The FTC's Bureau of Economics relased their FACTA study, which concludes that:
- Credit scores effectively predict ... the total cost of [auto insurance] claims.
- Credit scores permit insurers to evaluate risk with greater accuracy, which may make them more willing to offer insurance to higher-risk consumers ... . [note: this is why you can call up GEICO, let them look at your credit report, and get an auto insurance quote over the phone].
- ..as a group, African-Americans and Hispanics tend to have lower scores than non-Hispanic whites and Asians.
- ...scores effectively predict risk of claims within racial and ethnic groups.
- The Commission could not develop an alternative scoring model that would continue to predict risk effectively, yet decrease the differences in scores among racial and ethnic groups.
Theory tells us that in states which ban the use of credit scores to price insurance (California and Massassachusetts) insurance companies would find it more costly to distinguish high from low risks, so they may lump them together (called "pooling"), and price insurance at the average risk.
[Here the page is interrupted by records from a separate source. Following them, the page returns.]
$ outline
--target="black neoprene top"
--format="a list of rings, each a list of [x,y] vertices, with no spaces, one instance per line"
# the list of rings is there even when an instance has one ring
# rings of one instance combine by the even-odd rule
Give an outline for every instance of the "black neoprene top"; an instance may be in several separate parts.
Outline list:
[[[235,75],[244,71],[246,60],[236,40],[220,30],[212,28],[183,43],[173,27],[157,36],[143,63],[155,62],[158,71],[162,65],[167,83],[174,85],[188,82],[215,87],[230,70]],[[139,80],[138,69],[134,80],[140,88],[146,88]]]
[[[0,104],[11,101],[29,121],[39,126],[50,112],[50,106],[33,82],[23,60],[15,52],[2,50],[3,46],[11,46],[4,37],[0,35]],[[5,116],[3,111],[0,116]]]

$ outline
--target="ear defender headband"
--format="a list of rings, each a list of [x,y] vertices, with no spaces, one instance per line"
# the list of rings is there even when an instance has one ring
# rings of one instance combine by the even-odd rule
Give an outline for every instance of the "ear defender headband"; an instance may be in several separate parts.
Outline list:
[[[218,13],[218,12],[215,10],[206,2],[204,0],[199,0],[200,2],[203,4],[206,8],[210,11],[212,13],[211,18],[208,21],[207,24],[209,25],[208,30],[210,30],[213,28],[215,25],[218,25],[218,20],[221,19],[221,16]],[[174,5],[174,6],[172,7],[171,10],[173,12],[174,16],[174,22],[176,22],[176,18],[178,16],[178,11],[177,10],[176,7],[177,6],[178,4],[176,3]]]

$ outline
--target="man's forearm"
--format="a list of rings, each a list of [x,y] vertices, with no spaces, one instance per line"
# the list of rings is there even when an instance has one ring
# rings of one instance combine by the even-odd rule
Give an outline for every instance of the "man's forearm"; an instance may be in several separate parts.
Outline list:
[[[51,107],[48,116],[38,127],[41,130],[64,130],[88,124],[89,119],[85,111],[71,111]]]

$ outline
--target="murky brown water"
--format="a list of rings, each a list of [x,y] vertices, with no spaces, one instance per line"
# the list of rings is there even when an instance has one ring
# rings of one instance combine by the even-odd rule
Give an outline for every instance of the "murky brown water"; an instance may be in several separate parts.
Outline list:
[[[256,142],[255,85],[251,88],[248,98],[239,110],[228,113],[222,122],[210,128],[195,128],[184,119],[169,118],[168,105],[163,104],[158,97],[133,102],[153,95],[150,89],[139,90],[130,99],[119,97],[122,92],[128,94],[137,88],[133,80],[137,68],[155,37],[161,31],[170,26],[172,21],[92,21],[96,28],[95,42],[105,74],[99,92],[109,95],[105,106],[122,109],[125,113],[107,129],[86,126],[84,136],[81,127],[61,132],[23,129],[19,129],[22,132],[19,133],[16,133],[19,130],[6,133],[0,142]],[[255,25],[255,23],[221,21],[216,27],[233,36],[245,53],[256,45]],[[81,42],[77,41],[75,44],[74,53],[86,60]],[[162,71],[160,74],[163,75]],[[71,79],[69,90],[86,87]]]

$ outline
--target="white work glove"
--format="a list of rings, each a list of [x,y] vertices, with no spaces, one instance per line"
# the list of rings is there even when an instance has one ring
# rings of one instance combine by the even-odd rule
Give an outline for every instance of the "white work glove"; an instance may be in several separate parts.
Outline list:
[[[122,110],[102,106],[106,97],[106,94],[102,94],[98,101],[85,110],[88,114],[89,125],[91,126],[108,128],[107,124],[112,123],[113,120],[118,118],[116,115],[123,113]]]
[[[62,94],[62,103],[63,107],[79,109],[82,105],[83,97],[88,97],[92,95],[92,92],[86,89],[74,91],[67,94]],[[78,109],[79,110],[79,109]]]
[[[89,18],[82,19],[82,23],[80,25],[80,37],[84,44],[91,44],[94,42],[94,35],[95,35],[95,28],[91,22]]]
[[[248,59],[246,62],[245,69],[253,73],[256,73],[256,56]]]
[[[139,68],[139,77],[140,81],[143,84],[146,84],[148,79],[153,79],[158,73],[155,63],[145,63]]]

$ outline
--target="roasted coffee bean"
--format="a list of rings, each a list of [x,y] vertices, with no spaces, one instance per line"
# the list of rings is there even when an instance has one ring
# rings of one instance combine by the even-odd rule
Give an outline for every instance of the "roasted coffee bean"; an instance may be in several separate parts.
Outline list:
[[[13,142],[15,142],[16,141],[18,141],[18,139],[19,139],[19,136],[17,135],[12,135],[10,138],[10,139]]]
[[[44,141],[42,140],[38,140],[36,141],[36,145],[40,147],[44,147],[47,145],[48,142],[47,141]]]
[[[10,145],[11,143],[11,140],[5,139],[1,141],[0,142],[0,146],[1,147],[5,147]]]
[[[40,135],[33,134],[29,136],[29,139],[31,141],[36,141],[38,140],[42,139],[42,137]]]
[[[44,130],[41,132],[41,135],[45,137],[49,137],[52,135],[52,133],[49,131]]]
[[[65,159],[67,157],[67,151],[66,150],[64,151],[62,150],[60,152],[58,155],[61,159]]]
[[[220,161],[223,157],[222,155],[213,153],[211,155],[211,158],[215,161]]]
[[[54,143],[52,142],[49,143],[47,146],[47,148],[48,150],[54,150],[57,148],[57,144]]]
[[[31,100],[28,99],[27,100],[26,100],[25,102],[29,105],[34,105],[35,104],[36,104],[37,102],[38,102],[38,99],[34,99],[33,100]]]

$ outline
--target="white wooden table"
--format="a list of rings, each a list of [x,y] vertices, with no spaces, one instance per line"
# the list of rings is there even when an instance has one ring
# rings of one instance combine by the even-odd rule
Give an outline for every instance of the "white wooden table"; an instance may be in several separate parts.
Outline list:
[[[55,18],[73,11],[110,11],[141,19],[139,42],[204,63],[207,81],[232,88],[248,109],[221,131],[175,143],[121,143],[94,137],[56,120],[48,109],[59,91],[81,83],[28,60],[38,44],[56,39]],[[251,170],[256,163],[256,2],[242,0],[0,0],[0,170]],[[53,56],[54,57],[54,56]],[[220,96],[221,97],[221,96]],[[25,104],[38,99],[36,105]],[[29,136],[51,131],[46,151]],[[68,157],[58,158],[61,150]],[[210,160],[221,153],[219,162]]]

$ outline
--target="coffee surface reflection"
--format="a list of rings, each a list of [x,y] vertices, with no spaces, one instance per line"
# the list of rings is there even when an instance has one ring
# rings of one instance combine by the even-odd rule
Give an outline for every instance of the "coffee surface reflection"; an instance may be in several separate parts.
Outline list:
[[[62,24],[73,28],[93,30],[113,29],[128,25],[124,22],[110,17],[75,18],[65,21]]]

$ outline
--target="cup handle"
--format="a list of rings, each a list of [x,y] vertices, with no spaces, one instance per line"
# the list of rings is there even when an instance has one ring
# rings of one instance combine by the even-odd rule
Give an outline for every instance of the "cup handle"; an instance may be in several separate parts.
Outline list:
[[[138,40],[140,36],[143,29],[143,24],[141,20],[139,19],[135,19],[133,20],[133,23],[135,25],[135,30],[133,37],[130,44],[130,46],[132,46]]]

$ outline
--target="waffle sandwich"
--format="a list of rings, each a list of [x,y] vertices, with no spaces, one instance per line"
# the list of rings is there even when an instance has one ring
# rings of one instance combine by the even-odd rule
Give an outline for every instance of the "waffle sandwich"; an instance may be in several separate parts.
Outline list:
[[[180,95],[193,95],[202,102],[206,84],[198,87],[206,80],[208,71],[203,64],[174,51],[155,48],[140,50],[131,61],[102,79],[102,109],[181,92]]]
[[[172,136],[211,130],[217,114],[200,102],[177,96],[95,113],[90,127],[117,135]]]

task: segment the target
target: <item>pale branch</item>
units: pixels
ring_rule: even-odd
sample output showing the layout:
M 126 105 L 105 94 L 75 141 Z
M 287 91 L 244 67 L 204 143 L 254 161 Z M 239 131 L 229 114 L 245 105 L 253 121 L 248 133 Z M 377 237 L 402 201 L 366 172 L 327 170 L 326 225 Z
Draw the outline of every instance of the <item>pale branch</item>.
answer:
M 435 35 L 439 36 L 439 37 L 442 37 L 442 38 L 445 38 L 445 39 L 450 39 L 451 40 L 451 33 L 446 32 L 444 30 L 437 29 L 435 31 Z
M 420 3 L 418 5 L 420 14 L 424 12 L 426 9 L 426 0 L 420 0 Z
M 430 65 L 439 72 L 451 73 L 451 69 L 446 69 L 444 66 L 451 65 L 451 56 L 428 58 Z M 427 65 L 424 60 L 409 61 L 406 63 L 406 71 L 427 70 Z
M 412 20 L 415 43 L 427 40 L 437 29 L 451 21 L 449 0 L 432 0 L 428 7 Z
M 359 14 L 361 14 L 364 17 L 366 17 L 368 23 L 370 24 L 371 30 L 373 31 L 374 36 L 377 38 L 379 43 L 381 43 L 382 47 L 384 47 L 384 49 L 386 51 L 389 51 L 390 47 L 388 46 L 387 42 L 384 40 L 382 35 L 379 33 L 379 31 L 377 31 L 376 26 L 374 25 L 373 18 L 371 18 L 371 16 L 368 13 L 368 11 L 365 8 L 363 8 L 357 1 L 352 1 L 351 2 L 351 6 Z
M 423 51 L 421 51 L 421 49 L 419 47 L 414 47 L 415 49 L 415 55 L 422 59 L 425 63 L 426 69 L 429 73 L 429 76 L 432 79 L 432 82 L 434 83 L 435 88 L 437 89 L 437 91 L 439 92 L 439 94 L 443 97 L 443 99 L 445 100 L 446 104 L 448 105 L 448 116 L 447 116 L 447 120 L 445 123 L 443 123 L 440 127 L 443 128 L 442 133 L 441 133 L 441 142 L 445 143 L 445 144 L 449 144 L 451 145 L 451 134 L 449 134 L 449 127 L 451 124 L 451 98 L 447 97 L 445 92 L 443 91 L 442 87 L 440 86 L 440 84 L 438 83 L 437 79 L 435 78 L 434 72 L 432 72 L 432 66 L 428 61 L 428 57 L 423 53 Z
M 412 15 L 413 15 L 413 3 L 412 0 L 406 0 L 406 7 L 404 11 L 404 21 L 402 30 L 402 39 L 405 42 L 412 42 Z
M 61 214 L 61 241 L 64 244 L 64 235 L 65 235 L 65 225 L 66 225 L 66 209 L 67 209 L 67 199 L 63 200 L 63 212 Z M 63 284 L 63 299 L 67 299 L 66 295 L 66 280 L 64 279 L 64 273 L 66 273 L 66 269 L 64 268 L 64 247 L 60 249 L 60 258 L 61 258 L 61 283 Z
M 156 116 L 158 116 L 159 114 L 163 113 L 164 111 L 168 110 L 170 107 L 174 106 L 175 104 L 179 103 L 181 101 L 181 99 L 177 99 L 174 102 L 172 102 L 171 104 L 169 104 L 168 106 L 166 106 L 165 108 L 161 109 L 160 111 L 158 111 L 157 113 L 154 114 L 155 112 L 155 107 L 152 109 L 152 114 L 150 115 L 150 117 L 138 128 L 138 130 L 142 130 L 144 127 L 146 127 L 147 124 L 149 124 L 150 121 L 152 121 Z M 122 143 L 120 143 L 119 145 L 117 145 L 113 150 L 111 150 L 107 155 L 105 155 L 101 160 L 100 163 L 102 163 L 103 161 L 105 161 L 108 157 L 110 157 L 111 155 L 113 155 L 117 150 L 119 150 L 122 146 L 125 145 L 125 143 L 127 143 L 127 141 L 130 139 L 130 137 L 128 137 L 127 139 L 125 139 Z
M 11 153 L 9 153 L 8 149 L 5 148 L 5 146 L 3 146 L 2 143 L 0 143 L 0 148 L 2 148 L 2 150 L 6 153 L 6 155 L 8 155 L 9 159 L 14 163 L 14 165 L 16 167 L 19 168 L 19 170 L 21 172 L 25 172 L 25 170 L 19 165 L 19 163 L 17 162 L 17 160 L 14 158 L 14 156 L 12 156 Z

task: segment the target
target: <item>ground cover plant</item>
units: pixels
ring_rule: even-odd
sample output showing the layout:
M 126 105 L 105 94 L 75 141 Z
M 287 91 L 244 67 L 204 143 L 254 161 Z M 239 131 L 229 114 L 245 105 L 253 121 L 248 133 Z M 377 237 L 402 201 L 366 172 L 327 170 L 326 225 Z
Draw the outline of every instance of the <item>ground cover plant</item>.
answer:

Or they may be concerned that only high risks would be willing to buy high-priced insurance (what economists call "adverse selection") and price high or, if price controls prevent high prices, exit the market.
I would be curious if any of our readers know of novel uses of credit scores as a screening mechanism, or if they have developed better predictors (point 5) in a particular application, like pricing insurance or screening job applicants.